Tuesday, September 13, 2005

Compiling a language with multiple operations

I've now twice compiled languages with more than just an eval operation on expressions. For example, I wrote an LL(1) parser generator that generated for each expression in the grammar an object with a parse method (which you can think of as eval for grammars) as well as first, follow, and nullable? methods. I've also run into the same issue when working on the Topsl compiler.

But when you generate objects for expressions and you need to model binding in your language, you find an interesting little problem. Imagine compiling a simple functional language into a bunch of expression objects that have two methods: eval and analyze (for some hypothetical static analysis you might like to perform). Now how would you implement the rule for compiling let-expressions?
[[let x = e1 in e2]] =
{ analyze : λ().[[e1]].analyze() ∪ let x = ()
in [[e2]].analyze(),
eval : λ().let x = [[e1]].eval() in [[e2]].eval() }
By binding the variable x in both methods, it can be referred to in the compiled code for e2. In the static analysis, we can bind it to any dummy value, since the analysis presumably doesn't care about the dynamic result of evaluating the expression.

But this results in duplicating the expansion of e1 and e2, which is not just code bloat, it's exponential code bloat. A non-starter.

We could then lift out the generated let to surround the entire object creation, initialize x to a dummy value, and then mutate it within the body of eval. But this introduces brittle dependencies on the order in which the methods can be invoked.

Instead, we can generate one piece of code, specifically, a function from x-value to expression object, and then invoke this function differently from each method:
[[let x = e1 in e2]] =
let f = λx.[[e2]]
in { analyze : λ().[[e1]].analyze() ∪ (f ()).analyze(),
eval : λ().(f [[e1]].eval()).eval() }
Now there are no fragile method invocation interdependencies, and each method can give a different value for x, and each expression is only compiled once.

Update: I wasn't clear that the semantic brackets function [[--]] represents Scheme-style macro-expansion.
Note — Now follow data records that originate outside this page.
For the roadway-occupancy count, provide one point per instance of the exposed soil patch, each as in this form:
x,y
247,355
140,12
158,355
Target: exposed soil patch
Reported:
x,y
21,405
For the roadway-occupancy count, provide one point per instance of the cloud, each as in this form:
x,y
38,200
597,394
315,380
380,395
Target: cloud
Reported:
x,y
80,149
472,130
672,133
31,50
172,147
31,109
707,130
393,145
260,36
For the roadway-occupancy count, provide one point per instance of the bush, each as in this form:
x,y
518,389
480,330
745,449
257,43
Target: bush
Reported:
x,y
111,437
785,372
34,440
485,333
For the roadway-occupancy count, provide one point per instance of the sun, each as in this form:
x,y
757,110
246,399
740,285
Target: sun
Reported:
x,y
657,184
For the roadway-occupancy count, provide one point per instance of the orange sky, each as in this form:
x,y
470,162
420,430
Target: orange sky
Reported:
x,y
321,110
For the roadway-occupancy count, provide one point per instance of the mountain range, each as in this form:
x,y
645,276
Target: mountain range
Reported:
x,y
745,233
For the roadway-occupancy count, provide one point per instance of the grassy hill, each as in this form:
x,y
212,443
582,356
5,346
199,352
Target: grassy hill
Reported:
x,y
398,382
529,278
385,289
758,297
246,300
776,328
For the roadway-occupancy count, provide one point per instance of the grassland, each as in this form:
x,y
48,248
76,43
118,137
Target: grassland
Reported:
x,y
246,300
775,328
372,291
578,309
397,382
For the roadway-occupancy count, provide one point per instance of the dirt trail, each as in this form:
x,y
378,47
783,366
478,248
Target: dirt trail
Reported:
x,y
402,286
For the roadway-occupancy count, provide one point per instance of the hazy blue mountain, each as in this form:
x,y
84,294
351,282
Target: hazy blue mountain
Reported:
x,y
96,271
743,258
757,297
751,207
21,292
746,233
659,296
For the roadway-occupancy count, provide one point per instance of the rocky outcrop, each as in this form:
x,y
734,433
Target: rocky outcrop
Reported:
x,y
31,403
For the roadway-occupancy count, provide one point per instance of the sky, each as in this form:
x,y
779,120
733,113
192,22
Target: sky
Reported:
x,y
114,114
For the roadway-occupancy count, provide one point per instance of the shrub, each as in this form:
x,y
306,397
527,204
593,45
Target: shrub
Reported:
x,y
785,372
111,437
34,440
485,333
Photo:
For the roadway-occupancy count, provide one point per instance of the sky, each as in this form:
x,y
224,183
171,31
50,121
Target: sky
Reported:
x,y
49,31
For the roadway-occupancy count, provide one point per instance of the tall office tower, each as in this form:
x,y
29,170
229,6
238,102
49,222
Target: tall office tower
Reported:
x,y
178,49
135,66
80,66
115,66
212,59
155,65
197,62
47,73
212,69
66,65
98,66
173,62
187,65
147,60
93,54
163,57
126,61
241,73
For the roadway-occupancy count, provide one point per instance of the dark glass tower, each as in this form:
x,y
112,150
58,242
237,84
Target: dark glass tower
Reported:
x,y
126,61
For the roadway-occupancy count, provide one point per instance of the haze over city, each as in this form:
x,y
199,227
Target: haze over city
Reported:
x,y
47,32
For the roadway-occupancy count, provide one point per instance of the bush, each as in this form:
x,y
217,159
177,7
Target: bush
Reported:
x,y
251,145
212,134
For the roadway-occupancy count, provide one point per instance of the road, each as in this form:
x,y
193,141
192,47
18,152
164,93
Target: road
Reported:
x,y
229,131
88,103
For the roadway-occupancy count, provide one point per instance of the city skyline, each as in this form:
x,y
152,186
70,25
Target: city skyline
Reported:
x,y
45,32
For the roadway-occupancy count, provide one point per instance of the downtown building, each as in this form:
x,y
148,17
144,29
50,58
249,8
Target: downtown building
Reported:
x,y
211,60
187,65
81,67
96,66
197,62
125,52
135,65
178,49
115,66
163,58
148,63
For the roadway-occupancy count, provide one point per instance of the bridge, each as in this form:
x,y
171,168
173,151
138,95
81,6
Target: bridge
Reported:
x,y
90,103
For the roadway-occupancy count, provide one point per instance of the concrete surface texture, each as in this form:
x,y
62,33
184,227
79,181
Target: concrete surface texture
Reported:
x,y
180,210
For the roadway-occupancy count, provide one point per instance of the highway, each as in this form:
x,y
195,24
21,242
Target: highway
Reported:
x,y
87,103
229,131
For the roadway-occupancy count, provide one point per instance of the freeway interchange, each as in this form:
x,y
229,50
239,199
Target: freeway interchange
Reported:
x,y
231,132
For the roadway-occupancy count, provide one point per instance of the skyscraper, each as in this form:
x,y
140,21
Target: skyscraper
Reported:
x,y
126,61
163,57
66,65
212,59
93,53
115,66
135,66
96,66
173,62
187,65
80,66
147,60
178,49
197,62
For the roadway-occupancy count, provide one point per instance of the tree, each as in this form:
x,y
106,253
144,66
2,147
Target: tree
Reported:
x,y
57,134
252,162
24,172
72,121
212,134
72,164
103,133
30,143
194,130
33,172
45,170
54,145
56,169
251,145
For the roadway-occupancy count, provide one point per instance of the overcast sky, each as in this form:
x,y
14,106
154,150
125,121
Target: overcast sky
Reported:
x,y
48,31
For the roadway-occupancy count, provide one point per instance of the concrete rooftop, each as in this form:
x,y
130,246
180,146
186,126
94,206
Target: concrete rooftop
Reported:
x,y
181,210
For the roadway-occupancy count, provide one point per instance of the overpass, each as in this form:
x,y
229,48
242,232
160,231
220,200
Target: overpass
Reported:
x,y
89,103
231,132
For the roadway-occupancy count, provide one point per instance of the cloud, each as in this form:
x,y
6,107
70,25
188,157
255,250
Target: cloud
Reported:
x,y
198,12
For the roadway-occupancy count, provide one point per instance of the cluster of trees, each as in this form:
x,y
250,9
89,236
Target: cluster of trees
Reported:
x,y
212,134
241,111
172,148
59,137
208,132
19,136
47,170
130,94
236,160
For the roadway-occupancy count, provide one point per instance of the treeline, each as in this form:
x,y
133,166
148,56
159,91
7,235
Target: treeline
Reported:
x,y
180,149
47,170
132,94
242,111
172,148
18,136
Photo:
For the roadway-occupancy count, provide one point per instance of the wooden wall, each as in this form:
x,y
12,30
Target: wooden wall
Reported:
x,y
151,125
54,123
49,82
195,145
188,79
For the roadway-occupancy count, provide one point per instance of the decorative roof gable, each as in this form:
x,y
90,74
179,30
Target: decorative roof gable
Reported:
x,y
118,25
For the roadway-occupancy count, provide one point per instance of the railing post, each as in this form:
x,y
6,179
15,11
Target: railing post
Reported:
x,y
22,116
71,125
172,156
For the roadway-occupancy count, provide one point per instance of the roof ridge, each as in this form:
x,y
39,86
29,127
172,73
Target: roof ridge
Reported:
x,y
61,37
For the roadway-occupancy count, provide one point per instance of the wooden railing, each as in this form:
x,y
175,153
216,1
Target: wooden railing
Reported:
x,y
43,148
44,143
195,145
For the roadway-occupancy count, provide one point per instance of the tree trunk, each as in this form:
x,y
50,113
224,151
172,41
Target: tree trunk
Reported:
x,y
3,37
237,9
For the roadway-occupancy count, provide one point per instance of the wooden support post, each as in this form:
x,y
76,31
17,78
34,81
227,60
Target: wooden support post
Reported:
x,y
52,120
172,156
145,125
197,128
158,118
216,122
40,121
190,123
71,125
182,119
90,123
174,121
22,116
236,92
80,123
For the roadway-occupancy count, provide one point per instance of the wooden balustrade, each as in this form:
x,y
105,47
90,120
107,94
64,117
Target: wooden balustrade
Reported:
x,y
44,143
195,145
So I assume all hygiene issues are handled automatically by the expansion process.

4 comments:

Sam TH said...

There's something confusing going on with binding here. When you do

let x = () in [[e1]]

there seems to be something strange happening, where binding x in the meta-language allows it to be used in the evaluation of an object language term (here e1). Is that really what you intended? Don't you think that would lead to insidious bugs (what if I want to evaluate this expression:

let eval = 7 in eval

)?

Dave Herman said...

Sorry, I wasn't very clear about my notation. The [[--]] function is for compilation, and the whole expression represents the output of compilation in the object language. So

let x = () in [[e1]]

is entirely in the object language. This is just a shorthand for what happens in a Scheme macro, where you would have something like

(syntax-rules ()
   [(_ ([x e1]) e2)
     <...> (let ([x #f]) e1) <...>])

Dave Herman said...

Just to clarify further, the compilation is producing a runtime object with two methods, i.e., generating code that at runtime can be used to retrieve an analysis of the program or evaluate the program.

You could certainly imagine another approach where you generate a meta-language object that instead of an eval method has a compile method. Then the analysis would only be usable at compile-time, and at runtime all you would have is the evaluation. But that's not what I'm describing in this post.

Dave Herman said...

is entirely in the object language

Ack! I meant exactly the opposite! It's entirely in the meta-language (i.e., target language), with the [[--]] expressions implicitly unquoted and spliced in.